Welcome to Intel® Software Network Quick Login | Join | Help |
Search in Intel® Software Network Forums
in Go

How Zero in Performance / execution is possible. ?

Last post 11-20-2007, 1:56 AM by canepag. 26 replies.
Sort Posts: Previous Next
 11-06-2007, 8:00 AM 30243258  

How Zero in Performance / execution is possible. ?

I'd like to know how the judges have quote the performance / execution part ?. Because I wonder how
- a working application
- with all the read/write rewritten using multi tread for conversion,
- And 40 000 000 numbers sorted in 1 sec.
Can have 0 in performance and execution.

Is it because we have not write the last CRLF at the end on the output file? thus the file compare they might have used would have failed ?

Thanks for en lighting me on this.

Jean-Philippe D.

 
 11-07-2007, 7:59 AM 30243330 in reply to 30243258  

Re: How Zero in Performance / execution is possible. ?

Hei Jean-Philippe,
   Have you used quicksort? How many processors have you used? If you used less than 8 processors you are my winner!
   I compiled and tested the solution of the winner using intel compiler under windows and it is 23% slower than my solution (on an average of 895 runs over a random sequence of 100000 int32) . I tested the winner solution on 40 000 000 int32 and it takes 4.28 seconds on my two processors.
   My routine take 3.23 seconds on 40 000 000 int32 (two processors only) but my algorithm scales very well.
   As a consequence you are my winner. Please, my you send your solution? I'm really curious to see such a nice piece of code.
   Anyway I'm going to write a nice post about the judges: their are not adequate at all and I think I will make an official complaint to Intel: a letter full of interesting points. Look at the post in the problem 2 to see my remark with title: "Judges" !
   Gaetano
 
 11-07-2007, 9:45 AM 30243351 in reply to 30243330  

Re: How Zero in Performance / execution is possible. ?

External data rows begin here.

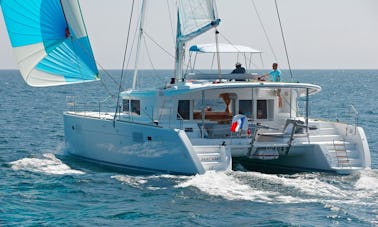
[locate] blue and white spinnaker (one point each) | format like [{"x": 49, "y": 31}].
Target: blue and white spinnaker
[{"x": 50, "y": 41}]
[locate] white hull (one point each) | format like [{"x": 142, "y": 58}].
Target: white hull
[{"x": 141, "y": 147}]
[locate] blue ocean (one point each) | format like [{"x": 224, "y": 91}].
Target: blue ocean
[{"x": 42, "y": 186}]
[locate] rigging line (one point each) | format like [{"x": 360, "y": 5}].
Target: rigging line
[
  {"x": 229, "y": 42},
  {"x": 170, "y": 21},
  {"x": 148, "y": 55},
  {"x": 283, "y": 39},
  {"x": 264, "y": 30},
  {"x": 123, "y": 62},
  {"x": 157, "y": 44}
]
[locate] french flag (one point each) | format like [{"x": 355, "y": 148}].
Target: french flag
[{"x": 239, "y": 122}]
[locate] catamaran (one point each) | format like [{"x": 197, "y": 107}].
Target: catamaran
[{"x": 199, "y": 121}]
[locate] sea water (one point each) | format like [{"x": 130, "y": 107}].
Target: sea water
[{"x": 41, "y": 186}]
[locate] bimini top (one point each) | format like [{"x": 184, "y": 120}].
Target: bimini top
[{"x": 223, "y": 48}]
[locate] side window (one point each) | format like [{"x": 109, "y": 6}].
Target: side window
[
  {"x": 184, "y": 109},
  {"x": 262, "y": 112},
  {"x": 125, "y": 105},
  {"x": 135, "y": 106},
  {"x": 245, "y": 107},
  {"x": 265, "y": 109}
]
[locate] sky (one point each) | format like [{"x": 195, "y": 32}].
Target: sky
[{"x": 319, "y": 34}]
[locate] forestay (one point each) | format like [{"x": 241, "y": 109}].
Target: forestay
[
  {"x": 50, "y": 41},
  {"x": 195, "y": 16}
]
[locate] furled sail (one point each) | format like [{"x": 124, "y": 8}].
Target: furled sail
[
  {"x": 195, "y": 18},
  {"x": 50, "y": 41}
]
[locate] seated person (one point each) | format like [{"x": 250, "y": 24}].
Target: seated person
[
  {"x": 238, "y": 68},
  {"x": 275, "y": 74}
]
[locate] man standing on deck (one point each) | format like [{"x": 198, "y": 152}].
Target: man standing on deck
[{"x": 275, "y": 74}]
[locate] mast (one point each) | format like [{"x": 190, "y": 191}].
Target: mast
[
  {"x": 194, "y": 17},
  {"x": 141, "y": 22}
]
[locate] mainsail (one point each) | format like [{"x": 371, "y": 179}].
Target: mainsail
[
  {"x": 50, "y": 41},
  {"x": 194, "y": 18}
]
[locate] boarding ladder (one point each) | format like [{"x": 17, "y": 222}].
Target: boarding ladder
[{"x": 341, "y": 154}]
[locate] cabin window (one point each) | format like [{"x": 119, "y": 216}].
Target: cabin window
[
  {"x": 245, "y": 108},
  {"x": 184, "y": 109},
  {"x": 265, "y": 109},
  {"x": 133, "y": 105}
]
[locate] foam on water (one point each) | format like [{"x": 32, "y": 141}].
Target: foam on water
[
  {"x": 228, "y": 186},
  {"x": 49, "y": 164}
]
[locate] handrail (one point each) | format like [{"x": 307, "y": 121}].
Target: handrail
[{"x": 356, "y": 114}]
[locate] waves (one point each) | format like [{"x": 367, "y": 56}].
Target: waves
[{"x": 48, "y": 164}]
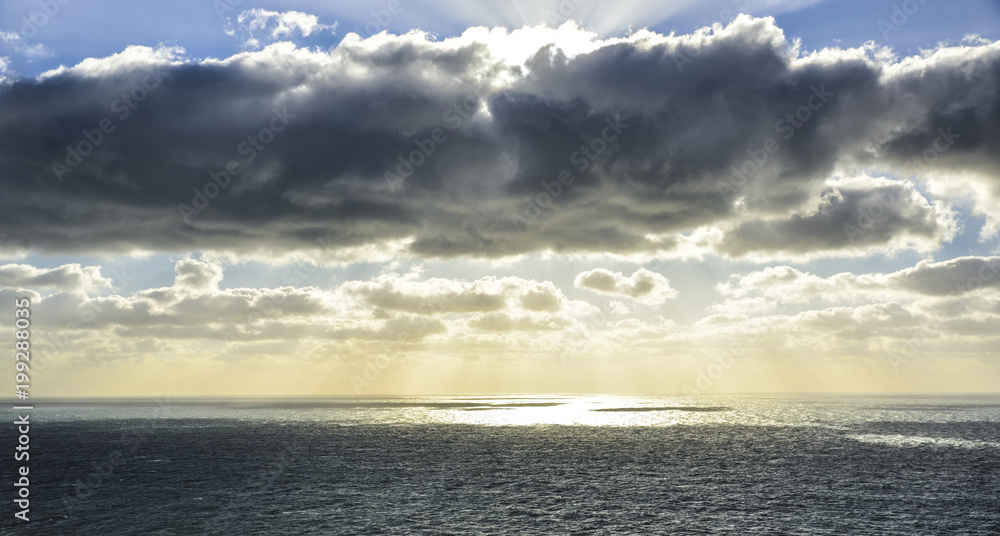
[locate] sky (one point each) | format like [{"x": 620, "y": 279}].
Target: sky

This is not about being the winner, or the best. It is only a question on fair judging.

The problem specified 2^32 for the limit, doing a sort on 250 000 INT is trivial. This is less than 0.006% of the specified range. Everybody will say that most of our algorithm were tuned for an extremely higher quantity of integers. 

Our sort for a random 50 000 000 signed longs takes 1.12 sec on a quad core 3ghz
On the same computer the winner's solution took 7.0593 sec for the same 50 000 000 elements. That is 6 times slower.

It was said that those who will optimize the read/write will have an advantage, and over 50 000 000 elements, we read, sort and write in 13 secs, when the winner took 45 secs for the same operation. This is an overall 3.4 times slower.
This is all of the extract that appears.